At least once every week I suggest a must-read book to one of my students, and at least more than once a week a student suggests a book that they think I should read.
Recently, I had Chris Kyle’s autobiography, American Sniper, suggested to me by one of my military students, studying Business, who knew the author. Chris Kyle was labeled “the most lethal sniper in the U.S. military history.” What did I know about being a sniper in the Middle East prior to reading his book? Nothing. Besides the information that I received from the news, I was uneducated in what was really going on overseas. This is not easy to admit, but I’m admitting it.
After reading Kyle’s book I not only learned what it meant to be a sniper and a Navy SEAL, but about the other branches: the Army, the Air Force, Marine Corps, and the Coast Guard, and how they play/ed a role. The one phrase I kept repeating aloud as I read his book was “I didn’t know that.”

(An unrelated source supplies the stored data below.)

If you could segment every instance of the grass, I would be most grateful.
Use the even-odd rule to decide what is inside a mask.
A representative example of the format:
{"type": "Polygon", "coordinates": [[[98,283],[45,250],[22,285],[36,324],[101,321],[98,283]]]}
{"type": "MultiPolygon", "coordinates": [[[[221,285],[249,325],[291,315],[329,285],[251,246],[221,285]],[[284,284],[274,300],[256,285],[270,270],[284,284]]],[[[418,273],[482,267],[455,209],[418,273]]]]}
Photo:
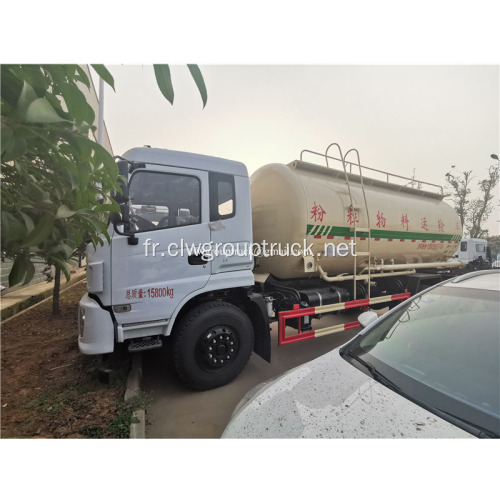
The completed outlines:
{"type": "Polygon", "coordinates": [[[87,438],[109,436],[115,439],[128,439],[130,424],[139,422],[134,418],[134,412],[136,410],[145,410],[149,399],[145,392],[139,391],[136,396],[118,405],[117,415],[107,427],[87,426],[80,430],[80,434],[87,438]]]}
{"type": "MultiPolygon", "coordinates": [[[[57,415],[61,413],[64,407],[71,407],[74,410],[85,410],[85,402],[79,399],[78,394],[85,394],[102,387],[102,384],[96,382],[89,383],[76,388],[66,388],[64,390],[45,390],[41,392],[29,405],[30,409],[38,409],[48,415],[57,415]],[[76,389],[76,391],[75,391],[76,389]]],[[[113,420],[104,426],[88,425],[79,430],[79,434],[86,438],[115,438],[128,439],[130,434],[130,424],[137,423],[134,418],[136,410],[145,410],[149,404],[150,397],[142,391],[127,401],[121,401],[117,404],[116,415],[113,420]]]]}
{"type": "Polygon", "coordinates": [[[47,389],[38,394],[36,398],[27,405],[27,408],[38,408],[45,413],[57,414],[60,413],[64,406],[72,406],[77,402],[77,399],[71,394],[70,389],[62,392],[60,389],[47,389]]]}

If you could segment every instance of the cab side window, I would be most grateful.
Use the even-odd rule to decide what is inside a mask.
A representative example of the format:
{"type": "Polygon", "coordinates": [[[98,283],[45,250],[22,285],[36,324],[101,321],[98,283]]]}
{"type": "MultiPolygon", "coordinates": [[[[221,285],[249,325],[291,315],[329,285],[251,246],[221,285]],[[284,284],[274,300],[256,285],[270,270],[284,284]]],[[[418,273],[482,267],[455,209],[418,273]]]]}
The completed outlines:
{"type": "Polygon", "coordinates": [[[210,185],[210,220],[216,221],[234,217],[236,199],[234,176],[211,172],[210,185]]]}
{"type": "Polygon", "coordinates": [[[201,222],[201,186],[192,175],[134,173],[130,180],[130,220],[137,232],[201,222]]]}
{"type": "Polygon", "coordinates": [[[467,252],[467,242],[466,241],[462,241],[462,243],[460,243],[460,251],[467,252]]]}

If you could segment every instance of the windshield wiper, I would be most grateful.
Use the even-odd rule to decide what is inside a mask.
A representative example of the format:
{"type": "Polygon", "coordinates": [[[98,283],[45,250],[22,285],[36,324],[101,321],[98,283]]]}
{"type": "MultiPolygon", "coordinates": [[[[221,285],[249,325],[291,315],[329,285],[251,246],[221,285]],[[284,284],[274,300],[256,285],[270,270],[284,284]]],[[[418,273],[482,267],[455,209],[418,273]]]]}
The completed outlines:
{"type": "Polygon", "coordinates": [[[459,417],[458,415],[455,415],[448,411],[441,410],[441,408],[432,407],[432,411],[433,413],[443,418],[444,420],[447,420],[448,422],[451,421],[451,423],[457,425],[457,427],[461,427],[465,431],[469,432],[470,434],[473,434],[478,438],[490,438],[490,439],[500,438],[500,434],[498,434],[497,432],[492,431],[491,429],[486,429],[484,427],[481,427],[480,425],[475,424],[474,422],[470,422],[469,420],[466,420],[465,418],[459,417]],[[458,422],[460,422],[462,425],[458,425],[457,424],[458,422]]]}
{"type": "Polygon", "coordinates": [[[450,413],[449,411],[442,410],[436,406],[430,405],[428,403],[424,403],[423,401],[415,399],[413,396],[406,393],[402,390],[397,384],[395,384],[392,380],[388,379],[385,375],[382,375],[373,365],[366,362],[364,359],[356,356],[351,352],[344,353],[344,356],[349,356],[360,365],[362,365],[370,374],[370,376],[377,382],[385,385],[387,388],[392,389],[394,392],[400,394],[403,397],[406,397],[410,401],[413,401],[415,404],[422,406],[422,408],[434,413],[438,417],[450,422],[457,427],[465,430],[466,432],[478,437],[478,438],[499,438],[500,435],[494,430],[482,427],[474,422],[471,422],[463,417],[450,413]]]}
{"type": "Polygon", "coordinates": [[[356,356],[352,352],[347,352],[346,353],[348,356],[356,360],[360,365],[363,365],[373,378],[373,380],[376,380],[377,382],[381,383],[382,385],[385,385],[389,389],[392,389],[393,391],[397,393],[401,393],[401,388],[395,384],[392,380],[388,379],[385,375],[382,375],[373,365],[370,363],[367,363],[364,359],[361,359],[359,356],[356,356]]]}

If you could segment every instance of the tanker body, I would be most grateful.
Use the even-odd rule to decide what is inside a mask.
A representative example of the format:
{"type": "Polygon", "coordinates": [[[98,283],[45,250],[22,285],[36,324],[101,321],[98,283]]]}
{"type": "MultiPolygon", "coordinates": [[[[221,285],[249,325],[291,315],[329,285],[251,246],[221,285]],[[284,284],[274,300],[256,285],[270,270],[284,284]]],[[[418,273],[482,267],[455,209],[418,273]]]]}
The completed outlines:
{"type": "MultiPolygon", "coordinates": [[[[309,248],[315,263],[331,275],[353,274],[354,264],[359,273],[369,259],[374,268],[383,263],[436,267],[455,255],[462,227],[443,195],[364,178],[365,203],[360,176],[347,177],[350,194],[340,170],[302,161],[257,170],[251,177],[254,242],[309,248]],[[355,252],[332,255],[328,244],[351,243],[355,225],[355,252]],[[353,253],[359,254],[356,263],[353,253]]],[[[257,271],[300,278],[310,277],[317,265],[307,269],[302,255],[269,255],[259,258],[257,271]]]]}
{"type": "Polygon", "coordinates": [[[273,322],[279,345],[341,332],[359,323],[313,322],[392,306],[450,277],[461,227],[443,195],[362,178],[359,159],[359,175],[347,173],[353,165],[339,160],[339,170],[302,159],[267,165],[250,182],[236,161],[124,153],[121,215],[110,216],[109,241],[87,247],[80,350],[142,351],[171,337],[180,379],[212,389],[252,351],[271,360],[273,322]],[[248,250],[264,240],[282,255],[254,258],[248,250]]]}

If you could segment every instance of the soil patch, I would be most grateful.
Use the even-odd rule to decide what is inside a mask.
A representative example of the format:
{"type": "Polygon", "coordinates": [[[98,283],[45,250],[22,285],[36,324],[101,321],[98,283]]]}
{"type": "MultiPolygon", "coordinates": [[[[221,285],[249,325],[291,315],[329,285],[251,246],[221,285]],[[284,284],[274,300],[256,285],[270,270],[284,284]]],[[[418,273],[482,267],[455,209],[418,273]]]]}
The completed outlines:
{"type": "Polygon", "coordinates": [[[2,438],[127,438],[137,401],[123,402],[130,357],[109,356],[112,380],[97,380],[95,356],[78,350],[78,302],[86,281],[2,324],[2,438]]]}

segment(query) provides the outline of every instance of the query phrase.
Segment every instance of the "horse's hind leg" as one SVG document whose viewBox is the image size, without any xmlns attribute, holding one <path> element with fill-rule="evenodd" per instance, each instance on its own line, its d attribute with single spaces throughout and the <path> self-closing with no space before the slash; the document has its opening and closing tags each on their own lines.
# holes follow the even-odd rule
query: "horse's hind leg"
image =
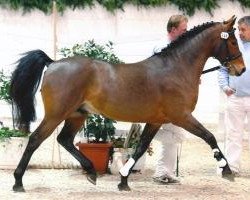
<svg viewBox="0 0 250 200">
<path fill-rule="evenodd" d="M 27 144 L 27 147 L 23 153 L 23 156 L 14 172 L 15 177 L 15 184 L 13 186 L 13 190 L 17 192 L 23 192 L 23 183 L 22 183 L 22 177 L 23 174 L 28 166 L 28 163 L 30 161 L 30 158 L 34 151 L 39 147 L 39 145 L 48 137 L 51 135 L 55 127 L 60 122 L 58 120 L 46 120 L 44 119 L 39 127 L 31 134 L 29 137 L 29 142 Z"/>
<path fill-rule="evenodd" d="M 128 176 L 137 160 L 146 152 L 150 142 L 154 138 L 155 134 L 161 127 L 161 124 L 146 124 L 145 128 L 140 137 L 140 141 L 136 147 L 135 153 L 132 158 L 130 158 L 126 164 L 120 169 L 121 182 L 118 184 L 118 189 L 120 191 L 129 191 L 128 186 Z"/>
<path fill-rule="evenodd" d="M 83 169 L 87 171 L 87 179 L 91 183 L 96 184 L 96 171 L 92 162 L 78 151 L 73 144 L 75 135 L 83 125 L 85 119 L 86 116 L 80 116 L 80 114 L 78 117 L 66 119 L 63 129 L 57 137 L 57 141 L 80 162 Z"/>
<path fill-rule="evenodd" d="M 217 160 L 219 167 L 222 168 L 222 177 L 233 181 L 234 175 L 232 174 L 228 162 L 222 154 L 214 135 L 203 127 L 192 115 L 189 115 L 179 125 L 190 133 L 202 138 L 210 145 L 214 153 L 214 158 Z"/>
</svg>

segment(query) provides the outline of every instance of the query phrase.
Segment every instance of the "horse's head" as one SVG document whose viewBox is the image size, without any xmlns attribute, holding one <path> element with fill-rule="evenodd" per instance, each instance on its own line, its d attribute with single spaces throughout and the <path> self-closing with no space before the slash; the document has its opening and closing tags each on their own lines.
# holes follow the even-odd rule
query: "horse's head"
<svg viewBox="0 0 250 200">
<path fill-rule="evenodd" d="M 236 17 L 232 16 L 222 23 L 221 38 L 216 45 L 215 58 L 228 68 L 230 75 L 240 76 L 246 68 L 234 35 L 235 28 L 233 28 L 233 25 L 235 20 Z"/>
</svg>

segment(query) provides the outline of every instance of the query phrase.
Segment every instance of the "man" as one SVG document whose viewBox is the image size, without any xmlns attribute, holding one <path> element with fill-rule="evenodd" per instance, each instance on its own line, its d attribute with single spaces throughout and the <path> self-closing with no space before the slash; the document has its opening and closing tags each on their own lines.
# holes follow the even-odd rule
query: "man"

As I turned each page, I could feel the heat rise, from 105 at night to 112 in the morning as Kyle, the gritty, I-will-tell-you-like-it-is Texan, took me with him to rooftops, abandoned houses, and a ramshackled banana factory where he would perch his gun, wait, aim, shoot, and kill. I learned what it meant to Kyle, and even more important, about what it meant to many of my military students through his experiences to serve and protect the United States and its citizens after 9/11 and what they had to sacrifice in doing so.
Will I ever truly understand what they have gone through?
No. But that is not the point; the point is I’m trying. Globe University is one of the most military-friendly schools I have ever taught at, and I think it is because we try to not only aid military students, we make an effort to listen and try to understand where they have been and where they hope to be post-graduation.
How can instructors reach out to military students? Three simple ways: 1) read, 2) listen, and 3) listen some more. Let your students share their own stories.
On the very last page of Kyle’s autobiography, he writes, “When people ask me how the war changed me, I tell them that the biggest thing has to do with my perspective. You know all the everyday things that stress you here? I don’t give a s[***] about them. There are bigger and worse things that could happen than to have this tiny little problem wreck your life, or even your day. I’ve seen them more: I’ve lived them” (327).
I have expanded my perspective, and I’m ready to expand it further. There are many more stories out there besides Kyle’s, and I’m eager to listen.
Kyle, Chris. (2012). American sniper: Autobiography of the most lethal sniper in U.S. Military history. New York, NY: William Morrow.